God’s gift to us of this moral agency tells us wonderful things about His beneficial and developmental purposes. Our abuse of that agency tells us awful things about ourselves!

Yet, on this mortal stage, we see great moments of mercy, stirring celebrations of compassion, striking selflessness, and quiet and constant heroism among people of all creeds and colors and cultures.

This should not surprise us. After all, whose spirit children are we? (See Heb. 12:9.)

Unsurprisingly, therefore, this mortal school produces some soaring triumphs but also a history filled with individual mistakes. But we should not blame the school, nor the curriculum! Least of all, the Schoolmaster! Furthermore, we dare not lecture Him on the plight of His students!

Meanwhile, brothers and sisters, no one ever promised us that discipleship in the last days would be a picnic in the park.

Former periods of stress can guide us. When the earlier coming of Jesus was imminent, signs abounded. Still, for some, there were “doubtings.” (3 Ne. 8:4.) But the faithful prevailed and were vindicated.
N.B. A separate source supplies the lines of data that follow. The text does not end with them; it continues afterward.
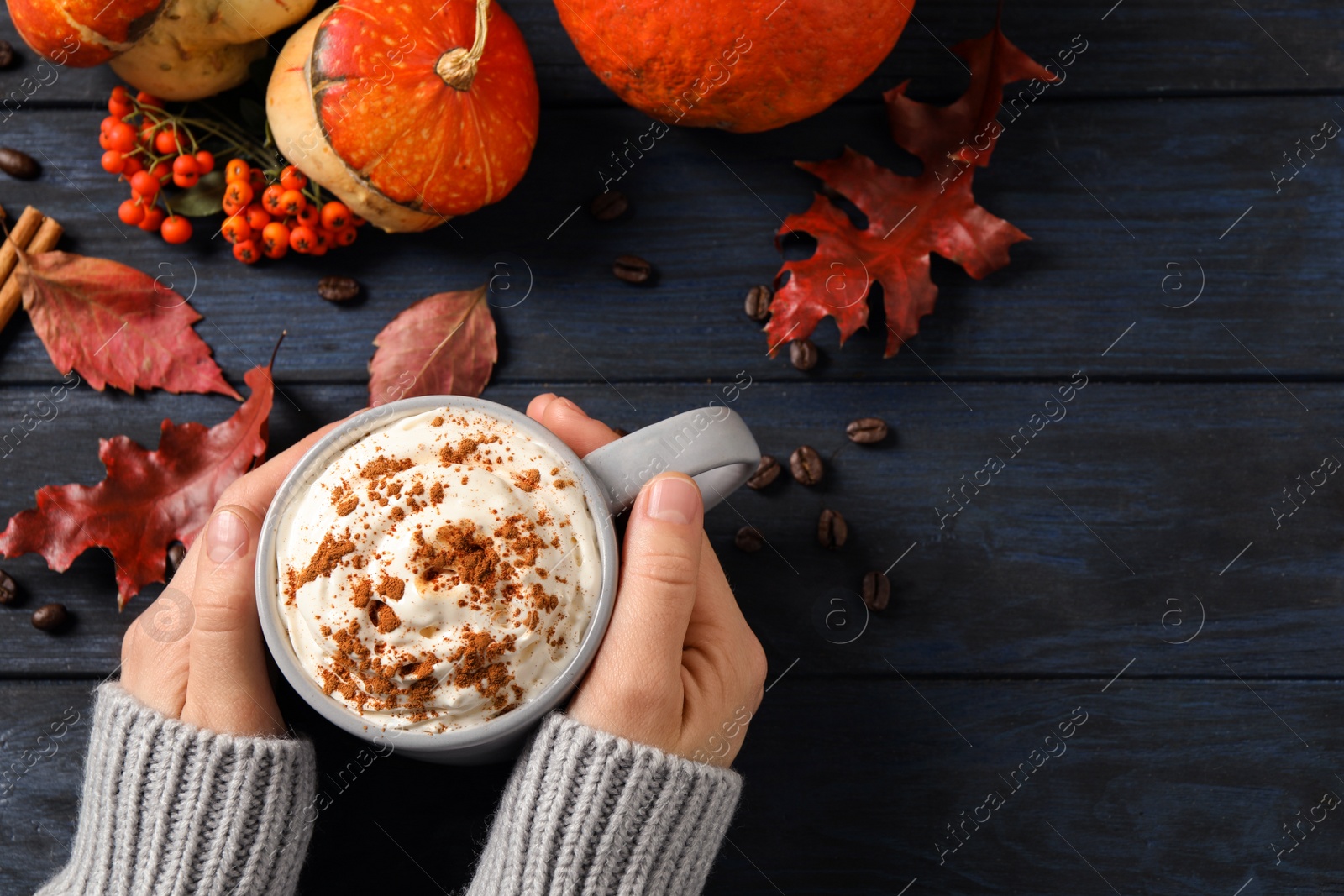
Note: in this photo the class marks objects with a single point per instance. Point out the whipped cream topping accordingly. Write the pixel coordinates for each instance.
(438, 573)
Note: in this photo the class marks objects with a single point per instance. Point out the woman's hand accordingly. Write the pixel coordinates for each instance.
(679, 668)
(197, 652)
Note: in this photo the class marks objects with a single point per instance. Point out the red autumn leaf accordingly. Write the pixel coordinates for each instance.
(909, 217)
(440, 345)
(150, 499)
(114, 324)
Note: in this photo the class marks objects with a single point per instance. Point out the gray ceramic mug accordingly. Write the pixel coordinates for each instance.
(712, 445)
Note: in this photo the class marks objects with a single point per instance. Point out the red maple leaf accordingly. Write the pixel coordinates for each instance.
(114, 324)
(440, 345)
(909, 217)
(150, 499)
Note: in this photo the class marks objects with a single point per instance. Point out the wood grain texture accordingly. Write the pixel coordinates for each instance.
(1168, 788)
(1142, 47)
(1176, 175)
(1168, 484)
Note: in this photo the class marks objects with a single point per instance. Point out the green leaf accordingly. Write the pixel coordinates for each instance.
(202, 201)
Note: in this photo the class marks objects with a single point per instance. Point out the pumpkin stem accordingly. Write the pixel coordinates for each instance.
(457, 67)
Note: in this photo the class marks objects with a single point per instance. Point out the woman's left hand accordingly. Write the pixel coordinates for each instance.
(197, 652)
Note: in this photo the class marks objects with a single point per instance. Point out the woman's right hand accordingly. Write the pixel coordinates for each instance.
(679, 668)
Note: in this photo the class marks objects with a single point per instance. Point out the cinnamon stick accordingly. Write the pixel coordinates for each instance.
(20, 235)
(46, 238)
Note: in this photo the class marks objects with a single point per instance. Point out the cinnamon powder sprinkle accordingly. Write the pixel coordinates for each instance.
(326, 559)
(381, 468)
(391, 587)
(362, 591)
(528, 479)
(465, 450)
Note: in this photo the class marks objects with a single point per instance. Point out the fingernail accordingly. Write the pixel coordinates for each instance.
(228, 537)
(674, 500)
(570, 405)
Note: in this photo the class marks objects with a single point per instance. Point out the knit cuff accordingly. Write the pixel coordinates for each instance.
(586, 812)
(172, 808)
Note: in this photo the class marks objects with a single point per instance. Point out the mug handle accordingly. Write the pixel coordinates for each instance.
(712, 445)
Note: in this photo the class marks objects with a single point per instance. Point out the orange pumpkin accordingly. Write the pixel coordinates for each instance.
(410, 112)
(81, 33)
(738, 65)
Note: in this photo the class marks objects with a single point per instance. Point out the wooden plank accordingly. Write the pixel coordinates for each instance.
(1106, 537)
(1167, 788)
(1203, 210)
(1140, 47)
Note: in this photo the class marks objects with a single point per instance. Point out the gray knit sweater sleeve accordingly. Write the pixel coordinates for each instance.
(589, 813)
(168, 808)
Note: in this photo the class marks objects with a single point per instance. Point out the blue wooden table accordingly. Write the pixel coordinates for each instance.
(1116, 669)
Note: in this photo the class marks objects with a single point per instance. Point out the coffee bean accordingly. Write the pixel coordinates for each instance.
(749, 539)
(768, 470)
(338, 289)
(176, 553)
(877, 590)
(632, 269)
(803, 354)
(759, 302)
(831, 530)
(18, 164)
(609, 206)
(806, 465)
(50, 617)
(867, 430)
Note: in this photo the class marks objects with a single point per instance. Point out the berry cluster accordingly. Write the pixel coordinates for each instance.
(272, 217)
(269, 211)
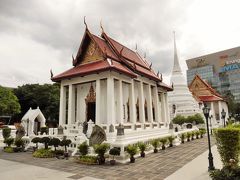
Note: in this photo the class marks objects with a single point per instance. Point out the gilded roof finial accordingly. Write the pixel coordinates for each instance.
(85, 22)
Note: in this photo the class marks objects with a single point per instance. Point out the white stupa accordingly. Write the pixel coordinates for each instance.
(180, 100)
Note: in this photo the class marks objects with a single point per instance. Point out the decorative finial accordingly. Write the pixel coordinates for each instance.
(51, 73)
(101, 26)
(121, 50)
(85, 22)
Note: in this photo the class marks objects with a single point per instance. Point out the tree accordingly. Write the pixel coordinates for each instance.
(9, 104)
(47, 99)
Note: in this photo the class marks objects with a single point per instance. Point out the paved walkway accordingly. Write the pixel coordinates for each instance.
(154, 166)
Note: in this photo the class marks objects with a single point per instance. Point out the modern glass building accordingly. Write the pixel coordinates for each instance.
(221, 70)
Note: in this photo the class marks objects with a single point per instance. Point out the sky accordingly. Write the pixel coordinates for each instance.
(39, 35)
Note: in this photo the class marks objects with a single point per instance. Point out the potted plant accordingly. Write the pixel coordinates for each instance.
(163, 142)
(193, 134)
(131, 150)
(114, 152)
(170, 140)
(83, 148)
(142, 147)
(189, 134)
(36, 140)
(101, 149)
(197, 134)
(155, 144)
(183, 135)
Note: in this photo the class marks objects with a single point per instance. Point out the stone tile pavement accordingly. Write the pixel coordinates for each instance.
(154, 166)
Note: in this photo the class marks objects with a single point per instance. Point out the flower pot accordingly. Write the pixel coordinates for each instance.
(132, 160)
(142, 154)
(112, 162)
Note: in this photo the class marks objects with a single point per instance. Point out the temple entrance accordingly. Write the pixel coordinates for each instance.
(90, 101)
(37, 126)
(91, 111)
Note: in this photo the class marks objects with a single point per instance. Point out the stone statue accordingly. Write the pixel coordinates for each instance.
(98, 135)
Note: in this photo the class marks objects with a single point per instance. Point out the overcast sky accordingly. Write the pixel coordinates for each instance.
(39, 35)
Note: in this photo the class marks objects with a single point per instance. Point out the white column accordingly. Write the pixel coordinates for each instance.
(163, 105)
(214, 120)
(120, 102)
(141, 103)
(110, 102)
(156, 105)
(219, 111)
(98, 101)
(70, 104)
(78, 104)
(149, 103)
(62, 107)
(132, 103)
(167, 108)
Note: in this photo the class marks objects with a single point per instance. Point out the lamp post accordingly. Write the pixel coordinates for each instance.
(223, 113)
(210, 117)
(27, 126)
(210, 157)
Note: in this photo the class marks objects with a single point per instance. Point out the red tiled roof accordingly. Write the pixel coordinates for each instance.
(123, 60)
(209, 98)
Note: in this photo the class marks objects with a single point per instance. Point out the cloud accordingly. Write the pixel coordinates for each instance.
(45, 34)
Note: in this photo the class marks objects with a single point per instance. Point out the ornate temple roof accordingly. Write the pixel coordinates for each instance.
(98, 54)
(203, 91)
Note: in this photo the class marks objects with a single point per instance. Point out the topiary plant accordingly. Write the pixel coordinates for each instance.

There were determined detractors then, mocking the faith of believers, briefly creating “a great uproar,” even rejoicing over the seeming prospect that the faith of Christ’s followers would be in vain. (See 3 Ne. 1:5–7.) It was not. Members kept the faith, and the faith kept them!

For today’s spiritually attuned, the reassurances will be there, as with Elisha’s young servant. Encircled by an outnumbering enemy, the young man rightly sought reassurance from the prophet and seer, who told him, “Fear not: for they that be with us are more than they that be with them.” (2 Kgs. 6:16.) But the young man could count, and, clearly, it did not look that way to him—until after the prophet’s prayer in his behalf. Then, the young man’s eyes were opened, and he saw the mountain filled with horses and chariots of fire. (See 2 Kgs. 6:17.)

All will be well now, as anciently, because the Lord’s covenant keepers have His echoing assurance:

“And they shall be my people, and I will be their God:

“And I will give them one heart, and one way, that they may fear me for ever, for the good of them, and of their children after them:

“And I will make an everlasting covenant with them, that I will not turn away from them, to do them good.” (Jer. 32:38–40.)

I so testify and assure in Apostolic authority and in the holy name of Jesus Christ, amen.